Eliminate Potential Bugs

If we really want to achieve software with an extremely low defect rate, it is not enough to react to software bugs and fix them after they have been introduced.  One of the main principles of my style of software development is that we have to go on the offensive and eliminate or reduce the possibility of their creation.

Now this sounds like a good principle, but it is one of the hardest to achieve.  It is hard to achieve because it fights the human desire to get quick results even if the results are not completely correct.  We want to show something that works in most cases, but bugs often occur in the least used cases.  Also if we tried to avoid every kind of potential bug out there we would probably never finish our task.  So we want to find all the situations where avoiding an issue is more cost effective than dealing with the bugs that are caused by them.  If you have ever spent a week, day or even an hour on a bug, you will realize how much extra code you could write to avoid the issue and still come out ahead.

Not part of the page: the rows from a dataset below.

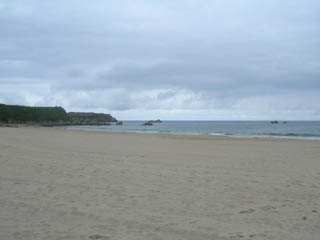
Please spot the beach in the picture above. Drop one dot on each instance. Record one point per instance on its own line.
(72, 184)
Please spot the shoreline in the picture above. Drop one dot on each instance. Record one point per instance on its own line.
(75, 184)
(227, 136)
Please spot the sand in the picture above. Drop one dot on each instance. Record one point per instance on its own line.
(66, 184)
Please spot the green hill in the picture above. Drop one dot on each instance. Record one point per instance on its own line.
(23, 114)
(50, 116)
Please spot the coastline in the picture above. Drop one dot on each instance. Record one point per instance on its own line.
(74, 184)
(237, 136)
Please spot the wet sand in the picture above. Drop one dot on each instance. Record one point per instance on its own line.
(67, 184)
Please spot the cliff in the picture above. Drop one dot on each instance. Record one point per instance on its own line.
(50, 116)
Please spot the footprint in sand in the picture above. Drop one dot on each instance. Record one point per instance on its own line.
(247, 211)
(98, 237)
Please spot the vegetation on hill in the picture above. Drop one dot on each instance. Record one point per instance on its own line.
(23, 114)
(50, 116)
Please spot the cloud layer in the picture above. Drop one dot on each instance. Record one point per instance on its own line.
(140, 59)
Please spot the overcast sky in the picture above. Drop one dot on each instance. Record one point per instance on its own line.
(169, 59)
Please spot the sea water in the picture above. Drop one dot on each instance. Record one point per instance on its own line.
(288, 129)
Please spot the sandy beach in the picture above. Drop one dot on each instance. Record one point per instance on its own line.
(67, 184)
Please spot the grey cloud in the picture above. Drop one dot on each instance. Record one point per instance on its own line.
(122, 55)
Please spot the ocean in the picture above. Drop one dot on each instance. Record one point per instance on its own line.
(288, 129)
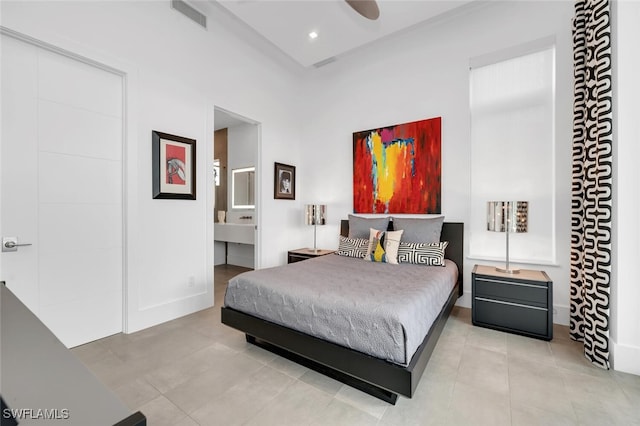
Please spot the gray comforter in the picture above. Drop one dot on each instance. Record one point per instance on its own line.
(380, 309)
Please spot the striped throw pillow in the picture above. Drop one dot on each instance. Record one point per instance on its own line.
(353, 247)
(430, 254)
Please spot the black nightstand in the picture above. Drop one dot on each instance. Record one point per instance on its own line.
(304, 254)
(518, 303)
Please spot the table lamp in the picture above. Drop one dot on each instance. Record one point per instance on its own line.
(315, 214)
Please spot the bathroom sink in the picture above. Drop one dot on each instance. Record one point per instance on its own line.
(243, 233)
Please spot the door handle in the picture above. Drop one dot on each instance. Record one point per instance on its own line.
(11, 244)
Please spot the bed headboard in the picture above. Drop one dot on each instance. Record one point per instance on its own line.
(451, 231)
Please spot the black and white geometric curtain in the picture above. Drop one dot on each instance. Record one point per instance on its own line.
(591, 180)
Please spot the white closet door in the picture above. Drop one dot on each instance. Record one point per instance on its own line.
(61, 190)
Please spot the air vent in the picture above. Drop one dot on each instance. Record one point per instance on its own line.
(189, 12)
(324, 62)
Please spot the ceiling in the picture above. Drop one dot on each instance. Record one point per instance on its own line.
(287, 23)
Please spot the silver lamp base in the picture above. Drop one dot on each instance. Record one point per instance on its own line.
(508, 271)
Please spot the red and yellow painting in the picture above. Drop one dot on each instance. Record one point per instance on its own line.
(397, 169)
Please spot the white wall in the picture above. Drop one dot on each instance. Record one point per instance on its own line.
(176, 73)
(425, 73)
(625, 294)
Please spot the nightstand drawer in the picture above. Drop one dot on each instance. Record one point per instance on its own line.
(511, 317)
(531, 294)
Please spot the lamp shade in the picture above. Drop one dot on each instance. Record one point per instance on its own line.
(507, 216)
(316, 214)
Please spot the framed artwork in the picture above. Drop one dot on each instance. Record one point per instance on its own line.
(284, 182)
(397, 169)
(174, 166)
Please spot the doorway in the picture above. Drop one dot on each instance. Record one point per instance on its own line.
(62, 188)
(236, 161)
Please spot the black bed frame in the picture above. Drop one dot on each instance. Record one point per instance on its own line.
(377, 377)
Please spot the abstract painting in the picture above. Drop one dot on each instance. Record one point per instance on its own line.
(397, 169)
(174, 166)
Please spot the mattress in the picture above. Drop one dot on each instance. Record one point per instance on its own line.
(379, 309)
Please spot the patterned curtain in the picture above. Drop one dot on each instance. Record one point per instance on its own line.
(592, 180)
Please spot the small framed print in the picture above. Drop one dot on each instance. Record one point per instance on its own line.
(174, 166)
(284, 182)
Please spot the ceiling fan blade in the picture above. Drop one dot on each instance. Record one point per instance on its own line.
(367, 8)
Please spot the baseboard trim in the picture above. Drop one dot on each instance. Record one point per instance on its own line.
(625, 358)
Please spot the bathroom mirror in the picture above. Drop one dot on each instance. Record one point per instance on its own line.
(243, 188)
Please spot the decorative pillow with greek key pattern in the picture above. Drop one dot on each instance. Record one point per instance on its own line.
(430, 254)
(353, 247)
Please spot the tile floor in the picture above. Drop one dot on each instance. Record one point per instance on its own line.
(196, 371)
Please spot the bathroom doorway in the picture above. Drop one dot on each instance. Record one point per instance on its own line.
(236, 189)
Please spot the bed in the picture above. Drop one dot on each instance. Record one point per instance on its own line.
(322, 346)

Basically go through the kind of bugs that occur and ask yourself “How can I reduce creating this kind of bug again?  Is it cost effective to do so?”  After a while you will realize that additional code will often get you to a low defect rate sooner.

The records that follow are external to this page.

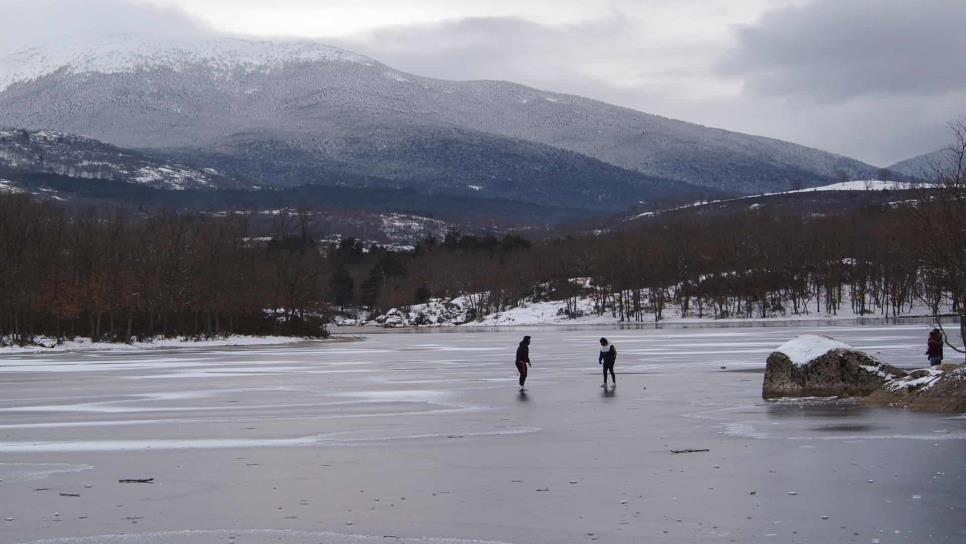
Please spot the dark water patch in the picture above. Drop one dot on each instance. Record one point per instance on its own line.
(846, 428)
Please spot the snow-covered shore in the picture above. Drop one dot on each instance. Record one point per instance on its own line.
(458, 312)
(48, 345)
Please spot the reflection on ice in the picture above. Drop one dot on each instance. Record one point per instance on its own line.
(25, 472)
(258, 535)
(312, 435)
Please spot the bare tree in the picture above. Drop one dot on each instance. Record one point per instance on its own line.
(942, 214)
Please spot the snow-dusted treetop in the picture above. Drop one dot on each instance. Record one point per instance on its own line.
(805, 348)
(126, 53)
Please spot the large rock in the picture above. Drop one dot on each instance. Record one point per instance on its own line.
(819, 366)
(930, 390)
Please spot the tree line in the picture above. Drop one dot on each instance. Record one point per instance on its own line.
(120, 277)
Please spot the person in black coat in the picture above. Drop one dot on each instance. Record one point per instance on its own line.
(608, 356)
(523, 360)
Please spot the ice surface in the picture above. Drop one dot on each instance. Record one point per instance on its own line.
(416, 436)
(807, 347)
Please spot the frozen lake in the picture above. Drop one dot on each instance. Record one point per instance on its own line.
(424, 436)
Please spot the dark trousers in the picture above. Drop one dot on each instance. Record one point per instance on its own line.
(609, 367)
(522, 369)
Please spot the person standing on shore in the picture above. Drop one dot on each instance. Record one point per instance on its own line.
(608, 356)
(934, 347)
(523, 360)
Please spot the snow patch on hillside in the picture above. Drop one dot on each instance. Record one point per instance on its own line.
(854, 185)
(128, 53)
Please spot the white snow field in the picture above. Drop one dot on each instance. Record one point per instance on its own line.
(424, 437)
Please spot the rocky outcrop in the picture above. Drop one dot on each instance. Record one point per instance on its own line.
(940, 389)
(819, 366)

A probabilistic view of software development

For the majority of my life I have focused on becoming a better software engineer .  I hope to share what I have learned to help other software engineers.  Most of my career has been doing biomedical devices where software correctness is critical.  By “correct” I mean bug free.

Unfortunately software development, even in the biomedical industry, has not achieved the maturity where we routinely prove our software correct.  The current reality is that 99.99% bug free software without proving correctness is significantly cheaper than 100% bug free software by proving correctness.

So if we relax our bug free requirement how can we increase our chances of being correct?  First we need to identify where bugs come from.  It not like bugs are just random bit flips in binaries.  A bug is is almost always due to an error in line of source code.

Now anybody who has programmed before knows the plethora of possible mistakes that can be made in a single line of code.  You can use the wrong variable, misplace a comma, forget an prerequisite, forget to check an error state, off by one, memory leaks, etc.  There are a nearly infinite ways of writing a line of code wrong.  But after a while you will notice that there is not a equal distribution of mistakes made.  You will notice that there certain kinds of mistakes in a line of source code that keep re-occurring.

Furthermore some kinds of bugs are more difficult to diagnose than other bugs.  If we make the realization, that because we are human, we can not completely avoid mistakes in our software.  I believe we can at least try to shift the kinds of bugs we have to ones we can more easily diagnose and fix.

So hopefully I will show you how to increase your productivity as a software engineer through knowing the trade offs you make in writing each line of code.  A lot of these are considered best practices, but hopefully this probabilistic view of software development will help explain why they are good practices.